Chelsea Does is an American television documentary series first released on Netflix on January 23, 2016. The episodes follow comedian Chelsea Handler as she explores different subjects. Most of the episodes include discussions between Handler and her friends (often fellow comedians), family, and psychologists about the topic at hand. Handler also travels for the show visiting destinations relevant to the topic.

==Episodes==
===Season 1 (2016)===

| No. | Title | Directed by | Original release date |
| 1 | "Chelsea Does Marriage" | Eddie Schmidt | January 23, 2016 |
Handler talks with her family and friends (including Jason Biggs and Mary McCormack) about how her views on marriage have changed during her life and also interviews a number of married couples, professionals who work with marriage (e.g. wedding planners, marriage counselors, matchmakers), and kids about marriage.
| 2 | "Chelsea Does Silicon Valley" | Eddie Schmidt | January 23, 2016 |
Handler confronts her own issues with technology in a trip to Silicon Valley to pitch an app, code with kids, discuss the role of technology on modern life with friends (including Leah Remini and Khloé Kardashian), and dissect tech's effects on our brains. She also talks with Netflix CEO Reed Hastings and other people who work in Silicon Valley.
| 3 | "Chelsea Does Racism" | Eddie Schmidt | January 23, 2016 |
Handler talks with fellow comedians (including Margaret Cho, Aasif Mandvi, and Michael McDonald) about racism and racial humor in the United States, visits a former plantation, and explores some of Los Angeles' ethnic neighborhoods with Loni Love. She speaks with Al Sharpton to talk about race and race relations, and meets with a group of people representing several civil rights organizations to talk about the boundaries of racial humor. She also speaks with Matthew Heimbach about the rise of white-nationalism.

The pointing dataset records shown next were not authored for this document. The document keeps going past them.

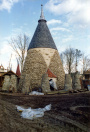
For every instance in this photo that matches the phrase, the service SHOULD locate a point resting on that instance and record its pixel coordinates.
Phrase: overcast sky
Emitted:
(68, 21)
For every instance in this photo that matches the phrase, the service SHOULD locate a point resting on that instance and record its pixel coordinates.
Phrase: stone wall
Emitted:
(57, 68)
(36, 65)
(6, 83)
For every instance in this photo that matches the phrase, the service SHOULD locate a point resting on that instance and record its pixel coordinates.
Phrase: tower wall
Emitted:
(37, 62)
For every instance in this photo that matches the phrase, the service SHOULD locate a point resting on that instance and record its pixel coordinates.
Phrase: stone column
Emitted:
(45, 83)
(6, 83)
(68, 82)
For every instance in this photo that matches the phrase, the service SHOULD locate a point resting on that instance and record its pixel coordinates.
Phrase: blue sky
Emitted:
(68, 21)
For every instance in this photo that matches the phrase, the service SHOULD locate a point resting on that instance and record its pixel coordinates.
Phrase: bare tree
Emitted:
(69, 58)
(78, 55)
(20, 45)
(86, 63)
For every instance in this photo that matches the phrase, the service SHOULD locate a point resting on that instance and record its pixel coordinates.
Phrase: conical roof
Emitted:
(42, 37)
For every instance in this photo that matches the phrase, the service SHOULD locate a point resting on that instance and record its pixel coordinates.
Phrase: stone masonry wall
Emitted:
(57, 68)
(34, 67)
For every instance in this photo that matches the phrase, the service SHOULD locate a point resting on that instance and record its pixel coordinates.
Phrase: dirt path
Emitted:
(61, 118)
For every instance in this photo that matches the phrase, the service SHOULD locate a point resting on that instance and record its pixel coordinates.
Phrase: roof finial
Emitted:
(42, 14)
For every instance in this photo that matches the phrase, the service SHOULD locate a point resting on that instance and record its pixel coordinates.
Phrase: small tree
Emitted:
(20, 45)
(78, 55)
(86, 63)
(69, 57)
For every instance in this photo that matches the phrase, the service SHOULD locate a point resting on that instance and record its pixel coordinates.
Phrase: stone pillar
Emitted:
(68, 82)
(76, 81)
(26, 84)
(45, 83)
(6, 83)
(13, 83)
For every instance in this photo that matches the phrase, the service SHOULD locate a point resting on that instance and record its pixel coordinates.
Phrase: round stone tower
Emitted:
(42, 55)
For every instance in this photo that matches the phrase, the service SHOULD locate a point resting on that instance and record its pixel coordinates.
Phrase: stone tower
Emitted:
(42, 55)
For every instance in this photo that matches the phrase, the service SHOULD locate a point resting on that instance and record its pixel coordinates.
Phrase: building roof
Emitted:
(50, 74)
(42, 37)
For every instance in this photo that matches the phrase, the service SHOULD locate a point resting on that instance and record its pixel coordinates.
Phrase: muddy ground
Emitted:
(69, 113)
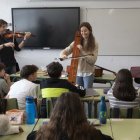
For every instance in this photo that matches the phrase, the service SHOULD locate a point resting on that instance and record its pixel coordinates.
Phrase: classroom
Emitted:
(114, 25)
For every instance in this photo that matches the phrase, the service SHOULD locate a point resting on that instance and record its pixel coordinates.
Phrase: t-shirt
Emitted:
(21, 89)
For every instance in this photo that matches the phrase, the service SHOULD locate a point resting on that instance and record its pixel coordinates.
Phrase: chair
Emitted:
(47, 105)
(12, 104)
(8, 104)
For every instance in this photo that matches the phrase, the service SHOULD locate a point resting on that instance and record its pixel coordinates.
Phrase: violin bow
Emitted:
(82, 56)
(106, 69)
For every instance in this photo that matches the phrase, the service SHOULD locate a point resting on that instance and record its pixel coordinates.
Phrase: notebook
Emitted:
(91, 92)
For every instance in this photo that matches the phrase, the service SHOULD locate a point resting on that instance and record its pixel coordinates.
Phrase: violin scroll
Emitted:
(10, 34)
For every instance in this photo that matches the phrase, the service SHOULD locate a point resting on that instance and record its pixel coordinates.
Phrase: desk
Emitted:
(106, 78)
(122, 129)
(21, 136)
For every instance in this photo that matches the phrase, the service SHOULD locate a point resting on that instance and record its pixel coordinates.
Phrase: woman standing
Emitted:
(7, 47)
(85, 72)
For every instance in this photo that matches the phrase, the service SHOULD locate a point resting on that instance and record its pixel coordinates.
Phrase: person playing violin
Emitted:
(85, 71)
(7, 47)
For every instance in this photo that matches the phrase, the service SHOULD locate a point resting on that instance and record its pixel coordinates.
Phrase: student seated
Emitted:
(24, 87)
(123, 94)
(5, 82)
(68, 122)
(6, 128)
(54, 86)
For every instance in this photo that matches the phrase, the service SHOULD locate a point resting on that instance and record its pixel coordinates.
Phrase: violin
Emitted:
(9, 34)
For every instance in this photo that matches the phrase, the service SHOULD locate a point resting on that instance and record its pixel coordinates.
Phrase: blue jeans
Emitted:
(10, 69)
(86, 82)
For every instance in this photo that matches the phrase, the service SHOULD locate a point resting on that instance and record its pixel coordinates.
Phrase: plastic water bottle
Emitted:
(30, 110)
(102, 111)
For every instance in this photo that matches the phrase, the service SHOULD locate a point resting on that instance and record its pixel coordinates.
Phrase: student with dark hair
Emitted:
(68, 122)
(7, 47)
(25, 87)
(88, 45)
(54, 86)
(5, 82)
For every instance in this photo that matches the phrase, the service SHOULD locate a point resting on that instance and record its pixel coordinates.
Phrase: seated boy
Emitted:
(24, 87)
(5, 82)
(54, 86)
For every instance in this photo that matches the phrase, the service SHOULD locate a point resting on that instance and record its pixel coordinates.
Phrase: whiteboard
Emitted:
(117, 31)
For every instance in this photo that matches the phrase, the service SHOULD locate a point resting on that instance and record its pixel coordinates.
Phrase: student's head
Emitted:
(29, 72)
(3, 25)
(123, 88)
(54, 69)
(2, 70)
(86, 33)
(67, 115)
(85, 29)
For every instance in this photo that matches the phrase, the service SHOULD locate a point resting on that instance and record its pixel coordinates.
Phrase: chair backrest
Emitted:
(116, 106)
(12, 104)
(8, 104)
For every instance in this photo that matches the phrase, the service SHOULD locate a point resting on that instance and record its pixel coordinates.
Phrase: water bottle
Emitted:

| 4 | "Chelsea Does Drugs" | Eddie Schmidt | January 23, 2016 |
Handler has an edible pot dinner with a group of fellow comedians (including Josh Wolf and Fortune Feimster), talks to former drug addicts about their experiences, and experiments with Adderall and Ambien under the supervision of her friend who studies neuroscience. She then travels with two of her friends to Peru to try ayahuasca.